The Economic Sentiment Indicator produced by the European Commission hit 100.6 points in April in the euro zone, rising substantially from 97.7 in March.
The figure of 100 is described as the long-term average, which means anything above it represents optimism and anything below indicates concern for where the economy is going.
Germany reported a 4.3-point increase, with France, Italy, Spain, and the Netherlands also rising.
Meanwhile, the European Central Bank has said euro zone bank lending to the private sector improved slightly in March but was still lower compared with a year earlier.
Lending was down 0.2% compared with March 2009, a bank spokesman said.
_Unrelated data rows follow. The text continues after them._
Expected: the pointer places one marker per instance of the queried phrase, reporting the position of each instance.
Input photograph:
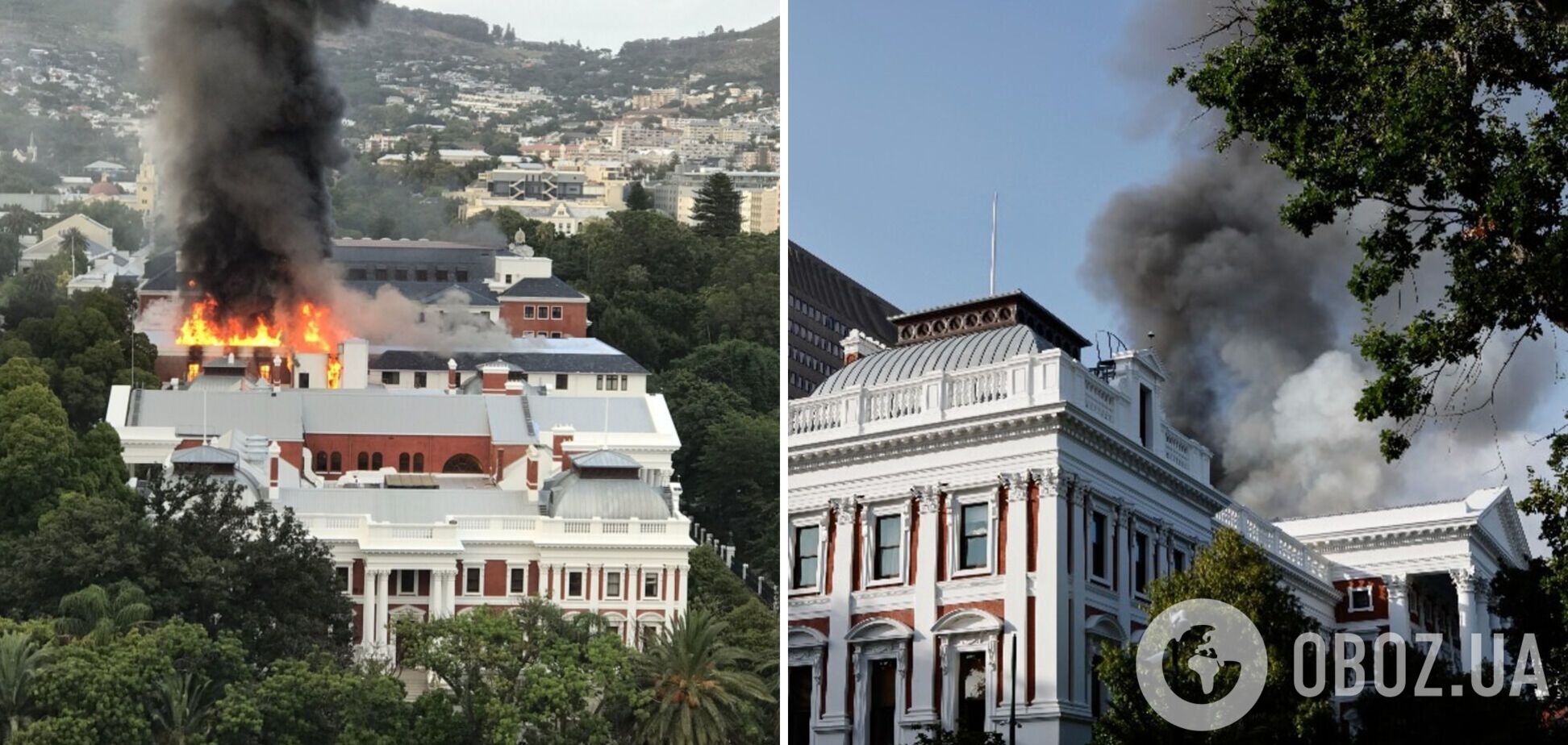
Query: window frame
(582, 585)
(477, 572)
(957, 534)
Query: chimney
(860, 345)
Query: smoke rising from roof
(247, 129)
(1255, 323)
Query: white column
(1124, 568)
(1465, 587)
(1053, 658)
(927, 502)
(382, 606)
(1015, 584)
(367, 617)
(840, 612)
(1399, 607)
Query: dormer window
(1360, 598)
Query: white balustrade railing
(1274, 542)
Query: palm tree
(181, 708)
(96, 615)
(697, 683)
(19, 662)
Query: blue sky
(907, 116)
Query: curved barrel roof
(951, 355)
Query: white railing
(1274, 542)
(983, 386)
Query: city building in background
(824, 308)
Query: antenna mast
(993, 243)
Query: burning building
(976, 488)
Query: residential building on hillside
(978, 488)
(824, 308)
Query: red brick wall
(496, 577)
(436, 449)
(573, 322)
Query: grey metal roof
(574, 497)
(257, 413)
(418, 507)
(590, 414)
(952, 355)
(377, 413)
(206, 456)
(553, 287)
(532, 361)
(606, 460)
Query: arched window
(463, 463)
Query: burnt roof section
(538, 361)
(998, 311)
(553, 287)
(855, 305)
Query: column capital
(1463, 579)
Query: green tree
(637, 198)
(529, 675)
(98, 615)
(717, 207)
(699, 687)
(1443, 116)
(1234, 572)
(19, 662)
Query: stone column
(383, 577)
(1124, 568)
(1399, 606)
(1465, 587)
(927, 504)
(835, 714)
(367, 635)
(1015, 584)
(1053, 610)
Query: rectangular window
(1098, 544)
(651, 584)
(974, 542)
(885, 564)
(612, 585)
(574, 584)
(1141, 562)
(473, 579)
(807, 546)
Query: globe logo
(1230, 639)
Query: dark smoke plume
(248, 126)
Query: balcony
(1036, 380)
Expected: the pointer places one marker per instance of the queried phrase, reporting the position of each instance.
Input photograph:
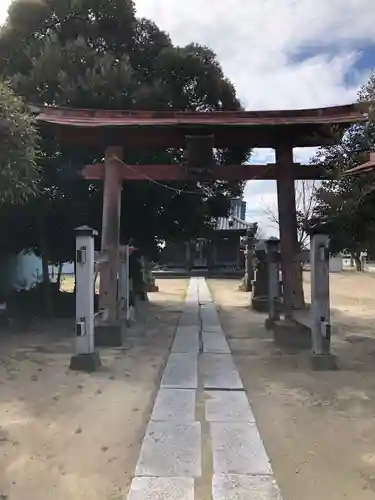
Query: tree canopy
(347, 203)
(18, 149)
(97, 54)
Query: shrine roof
(305, 127)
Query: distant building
(222, 249)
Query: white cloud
(255, 41)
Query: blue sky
(280, 54)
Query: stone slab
(161, 488)
(219, 372)
(181, 371)
(290, 334)
(108, 335)
(240, 487)
(189, 319)
(224, 406)
(215, 342)
(238, 449)
(176, 405)
(86, 362)
(186, 340)
(171, 450)
(213, 328)
(324, 362)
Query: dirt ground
(73, 436)
(318, 428)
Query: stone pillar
(109, 333)
(273, 282)
(85, 358)
(320, 302)
(259, 289)
(110, 233)
(290, 265)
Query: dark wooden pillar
(286, 196)
(111, 232)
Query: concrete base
(108, 335)
(244, 286)
(269, 323)
(289, 333)
(259, 304)
(324, 362)
(85, 362)
(151, 287)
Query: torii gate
(199, 133)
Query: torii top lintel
(168, 129)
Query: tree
(305, 206)
(19, 174)
(97, 54)
(346, 203)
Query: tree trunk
(59, 276)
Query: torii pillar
(289, 248)
(109, 333)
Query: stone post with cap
(86, 358)
(322, 357)
(273, 260)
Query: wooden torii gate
(119, 132)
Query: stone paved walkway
(202, 441)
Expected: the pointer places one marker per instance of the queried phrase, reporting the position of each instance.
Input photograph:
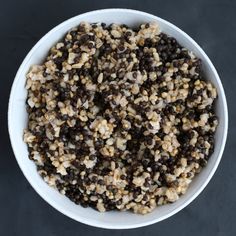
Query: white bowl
(17, 121)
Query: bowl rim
(78, 217)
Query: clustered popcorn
(119, 118)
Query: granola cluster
(119, 118)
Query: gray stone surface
(211, 23)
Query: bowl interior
(18, 121)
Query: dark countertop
(211, 23)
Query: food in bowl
(120, 118)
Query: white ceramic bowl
(17, 121)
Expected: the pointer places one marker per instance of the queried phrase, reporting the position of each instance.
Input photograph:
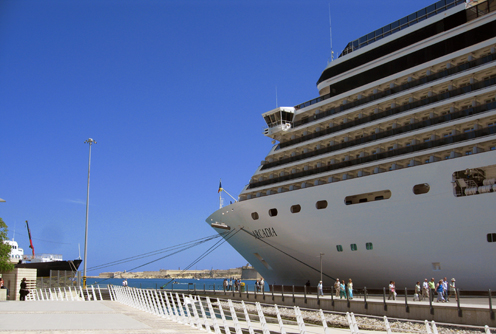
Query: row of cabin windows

This was better than the decline of 0.4% in February.
On Wednesday, the ECB said banks continued to tighten credit conditions in the first quarter and it did not see a clear improvement in the near future.
Although the central bank has provided ample amounts of cash, commercial banks still find financing conditions difficult, the ECB said.
Credit demand has also remained weak as many companies and households wait for better times before applying for new loans.
The ECB's M3 money supply indicator - which measures cash, deposits and various other financial items - declined 0.1% in March, slightly better than analysts had expected, after a decline of 0.4% in February.
Lending and money supply data reflect consumer demand and overall activity in an economy. Falling figures point to lower demand, which normally means inflation will ease.